Banks are demanding much stricter environmental criteria when financing shipping companies as investor pressure grows on the sector to accelerate going greener, according to Boston Consulting Group (BCG).
Shipping, which transports about 90% of world trade, accounts for nearly 3% of the world’s CO2 emissions and BCG forecast the industry will need $2.4 trillion to achieve net-zero emissions by 2050.
“ESG-driven requests are already prompting more action from banks. Shipping is already feeling it and they (shipping companies) are under pressure now,” said Peter Jameson, partner with BCG, which are consultants for the COP26 UN climate summit that starts on Oct. 31.
Standard Chartered has already provided loans linked to sustainability targets for drilling group Odfjell and the shipping division of Oman’s Asyad Group, the bank has said.

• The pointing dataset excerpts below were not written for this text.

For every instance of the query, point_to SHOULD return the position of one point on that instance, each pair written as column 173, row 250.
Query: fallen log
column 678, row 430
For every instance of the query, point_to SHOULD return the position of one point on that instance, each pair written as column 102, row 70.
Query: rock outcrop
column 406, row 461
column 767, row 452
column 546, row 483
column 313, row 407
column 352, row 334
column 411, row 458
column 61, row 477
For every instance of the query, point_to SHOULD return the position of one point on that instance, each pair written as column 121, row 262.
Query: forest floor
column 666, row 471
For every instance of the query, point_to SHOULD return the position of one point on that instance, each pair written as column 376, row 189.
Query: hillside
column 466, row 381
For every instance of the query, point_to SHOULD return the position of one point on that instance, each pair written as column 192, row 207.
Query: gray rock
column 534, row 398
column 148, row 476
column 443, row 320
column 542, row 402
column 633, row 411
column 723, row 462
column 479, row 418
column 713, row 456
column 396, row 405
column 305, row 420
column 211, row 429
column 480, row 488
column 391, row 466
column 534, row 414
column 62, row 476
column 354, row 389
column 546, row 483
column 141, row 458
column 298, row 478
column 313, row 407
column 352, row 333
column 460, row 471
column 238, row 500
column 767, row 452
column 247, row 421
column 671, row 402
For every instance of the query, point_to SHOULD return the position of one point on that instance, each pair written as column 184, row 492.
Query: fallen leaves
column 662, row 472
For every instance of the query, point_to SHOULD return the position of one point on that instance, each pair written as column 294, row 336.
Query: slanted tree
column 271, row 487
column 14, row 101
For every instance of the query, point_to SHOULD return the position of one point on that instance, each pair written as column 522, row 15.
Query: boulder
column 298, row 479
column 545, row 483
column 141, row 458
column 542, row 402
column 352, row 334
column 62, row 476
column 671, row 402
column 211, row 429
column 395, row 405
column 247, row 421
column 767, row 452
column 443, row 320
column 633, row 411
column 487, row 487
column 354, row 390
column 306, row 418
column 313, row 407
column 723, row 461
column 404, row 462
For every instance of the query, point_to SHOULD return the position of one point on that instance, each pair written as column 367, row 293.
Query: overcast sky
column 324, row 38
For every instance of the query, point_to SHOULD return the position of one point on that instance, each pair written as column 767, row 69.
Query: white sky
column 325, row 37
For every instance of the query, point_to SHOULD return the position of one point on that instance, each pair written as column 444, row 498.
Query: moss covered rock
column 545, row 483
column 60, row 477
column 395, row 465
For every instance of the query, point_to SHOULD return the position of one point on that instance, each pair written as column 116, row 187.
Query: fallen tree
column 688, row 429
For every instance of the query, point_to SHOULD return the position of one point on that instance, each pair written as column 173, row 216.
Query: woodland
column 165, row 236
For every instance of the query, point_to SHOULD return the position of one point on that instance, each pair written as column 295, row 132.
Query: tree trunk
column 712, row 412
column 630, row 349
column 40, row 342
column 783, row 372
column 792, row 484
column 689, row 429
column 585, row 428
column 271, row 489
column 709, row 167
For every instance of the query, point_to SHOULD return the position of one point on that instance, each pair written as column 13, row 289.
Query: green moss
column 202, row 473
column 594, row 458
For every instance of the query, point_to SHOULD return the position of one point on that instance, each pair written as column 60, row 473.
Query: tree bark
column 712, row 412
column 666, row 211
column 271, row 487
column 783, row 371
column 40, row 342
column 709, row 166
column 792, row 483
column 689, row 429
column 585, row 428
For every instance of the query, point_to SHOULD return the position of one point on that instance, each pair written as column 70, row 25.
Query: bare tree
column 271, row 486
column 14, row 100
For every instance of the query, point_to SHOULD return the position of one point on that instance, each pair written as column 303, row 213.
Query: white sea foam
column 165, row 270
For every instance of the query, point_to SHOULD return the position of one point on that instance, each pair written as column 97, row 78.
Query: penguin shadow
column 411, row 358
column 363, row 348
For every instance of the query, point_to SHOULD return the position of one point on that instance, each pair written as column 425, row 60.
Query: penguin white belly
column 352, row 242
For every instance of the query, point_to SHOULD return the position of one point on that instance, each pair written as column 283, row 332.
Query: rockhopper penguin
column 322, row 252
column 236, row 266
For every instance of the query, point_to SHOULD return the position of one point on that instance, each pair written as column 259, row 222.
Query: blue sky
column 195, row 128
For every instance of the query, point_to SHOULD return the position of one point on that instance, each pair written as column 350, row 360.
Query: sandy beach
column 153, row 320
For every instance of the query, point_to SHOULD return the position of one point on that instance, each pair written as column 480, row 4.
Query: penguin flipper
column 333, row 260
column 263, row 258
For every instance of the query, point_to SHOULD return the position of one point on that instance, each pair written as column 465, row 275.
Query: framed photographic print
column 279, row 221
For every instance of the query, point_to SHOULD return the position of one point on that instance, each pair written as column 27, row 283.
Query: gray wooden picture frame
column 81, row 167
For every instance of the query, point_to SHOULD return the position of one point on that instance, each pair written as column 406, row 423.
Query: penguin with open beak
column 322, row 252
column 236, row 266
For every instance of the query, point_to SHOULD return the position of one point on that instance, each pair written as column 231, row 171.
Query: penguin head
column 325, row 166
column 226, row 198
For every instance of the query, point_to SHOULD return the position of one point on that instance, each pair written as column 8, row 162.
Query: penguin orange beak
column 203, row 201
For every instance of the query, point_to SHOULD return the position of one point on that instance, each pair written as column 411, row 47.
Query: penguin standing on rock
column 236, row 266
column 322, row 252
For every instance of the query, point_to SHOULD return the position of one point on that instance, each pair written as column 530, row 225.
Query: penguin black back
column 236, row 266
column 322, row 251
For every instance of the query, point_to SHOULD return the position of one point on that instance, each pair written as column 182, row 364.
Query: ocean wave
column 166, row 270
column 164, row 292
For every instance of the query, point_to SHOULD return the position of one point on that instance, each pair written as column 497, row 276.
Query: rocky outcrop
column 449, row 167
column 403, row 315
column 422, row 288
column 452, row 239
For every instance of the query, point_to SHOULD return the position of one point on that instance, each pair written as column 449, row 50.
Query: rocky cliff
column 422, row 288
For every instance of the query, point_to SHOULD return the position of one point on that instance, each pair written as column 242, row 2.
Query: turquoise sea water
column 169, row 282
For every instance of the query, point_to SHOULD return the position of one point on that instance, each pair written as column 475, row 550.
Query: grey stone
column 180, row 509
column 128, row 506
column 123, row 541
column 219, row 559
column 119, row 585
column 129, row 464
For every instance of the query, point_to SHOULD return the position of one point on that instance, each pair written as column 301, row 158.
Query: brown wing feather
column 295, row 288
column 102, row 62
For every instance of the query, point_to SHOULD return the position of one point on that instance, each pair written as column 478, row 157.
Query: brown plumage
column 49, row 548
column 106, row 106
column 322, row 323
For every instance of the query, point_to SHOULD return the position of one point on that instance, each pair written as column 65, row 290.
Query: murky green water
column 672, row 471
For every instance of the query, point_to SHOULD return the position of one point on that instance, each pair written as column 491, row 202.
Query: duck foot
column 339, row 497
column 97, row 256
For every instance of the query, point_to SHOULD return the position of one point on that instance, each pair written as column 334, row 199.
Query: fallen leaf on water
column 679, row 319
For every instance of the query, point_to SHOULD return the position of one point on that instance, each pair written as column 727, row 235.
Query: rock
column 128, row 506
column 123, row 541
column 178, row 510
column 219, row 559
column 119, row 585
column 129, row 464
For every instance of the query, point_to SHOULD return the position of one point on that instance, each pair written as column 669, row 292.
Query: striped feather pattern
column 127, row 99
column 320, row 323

“When looking at lending on new assets, banks are going to create a bigger conduit for CO2 reductions through their policies,” Jameson told Reuters.
“The banks are also seeing insurance companies feeling shareholder pressure and this is also causing big pension funds to reassess.”

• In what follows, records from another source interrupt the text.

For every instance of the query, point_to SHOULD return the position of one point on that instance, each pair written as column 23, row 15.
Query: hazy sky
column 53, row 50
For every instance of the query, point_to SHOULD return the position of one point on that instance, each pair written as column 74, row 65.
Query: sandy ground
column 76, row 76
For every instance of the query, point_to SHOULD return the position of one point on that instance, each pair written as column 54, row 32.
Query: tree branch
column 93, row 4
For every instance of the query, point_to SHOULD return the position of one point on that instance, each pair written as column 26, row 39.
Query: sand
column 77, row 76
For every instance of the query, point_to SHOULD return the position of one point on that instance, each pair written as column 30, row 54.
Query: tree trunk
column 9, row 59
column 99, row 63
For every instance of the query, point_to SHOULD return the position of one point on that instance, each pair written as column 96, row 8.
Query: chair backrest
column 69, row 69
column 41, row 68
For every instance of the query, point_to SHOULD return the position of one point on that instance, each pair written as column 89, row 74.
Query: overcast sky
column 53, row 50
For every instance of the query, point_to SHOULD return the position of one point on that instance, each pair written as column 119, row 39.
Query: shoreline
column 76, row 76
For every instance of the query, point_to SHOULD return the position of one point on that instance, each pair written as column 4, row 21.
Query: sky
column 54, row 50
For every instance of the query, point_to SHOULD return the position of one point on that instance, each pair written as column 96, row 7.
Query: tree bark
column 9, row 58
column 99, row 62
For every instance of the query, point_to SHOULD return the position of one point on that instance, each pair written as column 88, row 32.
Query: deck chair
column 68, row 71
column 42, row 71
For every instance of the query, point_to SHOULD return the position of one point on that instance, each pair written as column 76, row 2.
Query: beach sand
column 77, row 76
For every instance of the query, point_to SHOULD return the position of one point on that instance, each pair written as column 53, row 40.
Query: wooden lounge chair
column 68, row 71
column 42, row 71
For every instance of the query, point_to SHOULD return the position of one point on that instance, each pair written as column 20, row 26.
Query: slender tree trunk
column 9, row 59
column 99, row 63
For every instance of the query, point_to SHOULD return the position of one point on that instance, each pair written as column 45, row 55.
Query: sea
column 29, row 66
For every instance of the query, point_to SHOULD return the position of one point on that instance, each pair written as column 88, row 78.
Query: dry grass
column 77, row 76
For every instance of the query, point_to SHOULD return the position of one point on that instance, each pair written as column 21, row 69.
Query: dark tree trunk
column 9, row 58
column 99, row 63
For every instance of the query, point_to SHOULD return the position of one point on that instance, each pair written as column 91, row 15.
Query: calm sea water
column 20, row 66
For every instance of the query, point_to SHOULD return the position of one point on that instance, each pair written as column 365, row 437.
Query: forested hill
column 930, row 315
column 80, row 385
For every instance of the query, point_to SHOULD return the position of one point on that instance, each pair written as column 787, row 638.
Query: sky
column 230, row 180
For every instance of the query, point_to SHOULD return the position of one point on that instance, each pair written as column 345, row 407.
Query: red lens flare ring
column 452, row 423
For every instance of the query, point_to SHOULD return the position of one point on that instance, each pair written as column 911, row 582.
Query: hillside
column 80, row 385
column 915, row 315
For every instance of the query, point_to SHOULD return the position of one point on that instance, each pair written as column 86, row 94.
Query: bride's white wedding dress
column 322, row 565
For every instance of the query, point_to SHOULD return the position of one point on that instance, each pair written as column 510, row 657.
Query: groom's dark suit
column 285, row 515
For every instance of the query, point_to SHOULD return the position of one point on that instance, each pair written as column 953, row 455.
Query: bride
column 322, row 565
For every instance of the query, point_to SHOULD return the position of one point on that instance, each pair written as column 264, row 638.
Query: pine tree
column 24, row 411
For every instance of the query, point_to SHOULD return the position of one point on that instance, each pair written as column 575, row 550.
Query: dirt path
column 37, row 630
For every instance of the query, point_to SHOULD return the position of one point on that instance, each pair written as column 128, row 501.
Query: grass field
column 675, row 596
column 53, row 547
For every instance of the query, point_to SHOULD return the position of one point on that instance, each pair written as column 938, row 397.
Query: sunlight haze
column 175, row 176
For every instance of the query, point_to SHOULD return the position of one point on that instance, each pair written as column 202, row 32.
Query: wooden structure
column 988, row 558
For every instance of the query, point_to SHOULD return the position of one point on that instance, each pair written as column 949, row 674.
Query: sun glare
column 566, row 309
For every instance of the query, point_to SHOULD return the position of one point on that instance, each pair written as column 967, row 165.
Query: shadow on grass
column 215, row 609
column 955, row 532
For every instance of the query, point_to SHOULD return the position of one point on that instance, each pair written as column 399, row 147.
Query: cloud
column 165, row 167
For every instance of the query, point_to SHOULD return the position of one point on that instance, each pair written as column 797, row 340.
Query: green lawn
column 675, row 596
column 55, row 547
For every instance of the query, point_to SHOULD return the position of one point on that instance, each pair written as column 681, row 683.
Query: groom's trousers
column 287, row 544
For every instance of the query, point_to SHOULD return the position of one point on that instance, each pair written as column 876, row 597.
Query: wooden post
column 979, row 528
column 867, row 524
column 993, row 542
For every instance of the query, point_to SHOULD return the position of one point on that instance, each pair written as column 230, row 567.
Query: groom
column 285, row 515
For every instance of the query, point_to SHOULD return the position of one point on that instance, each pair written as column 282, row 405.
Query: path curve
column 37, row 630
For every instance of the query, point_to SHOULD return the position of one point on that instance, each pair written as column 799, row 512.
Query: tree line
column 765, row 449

“Funding sources are already becoming available, yet plenty more are still required,” Jameson said.
ESG-related assets under management are estimated to represent up to 80% of total lending to shipping by 2030, BCG said.
UN shipping agency the International Maritime Organization (IMO) has said it aims to reduce overall greenhouse gas (GHG) emissions from ships by 50% from 2008 levels by 2050, but industry groups are calling for more progress from governments.
“The risks to balance sheets will start to force more questions being asked to the IMO,” said Ulrik Sanders, managing director at BCG, adding that this would “prompt more action towards decarbonisation”.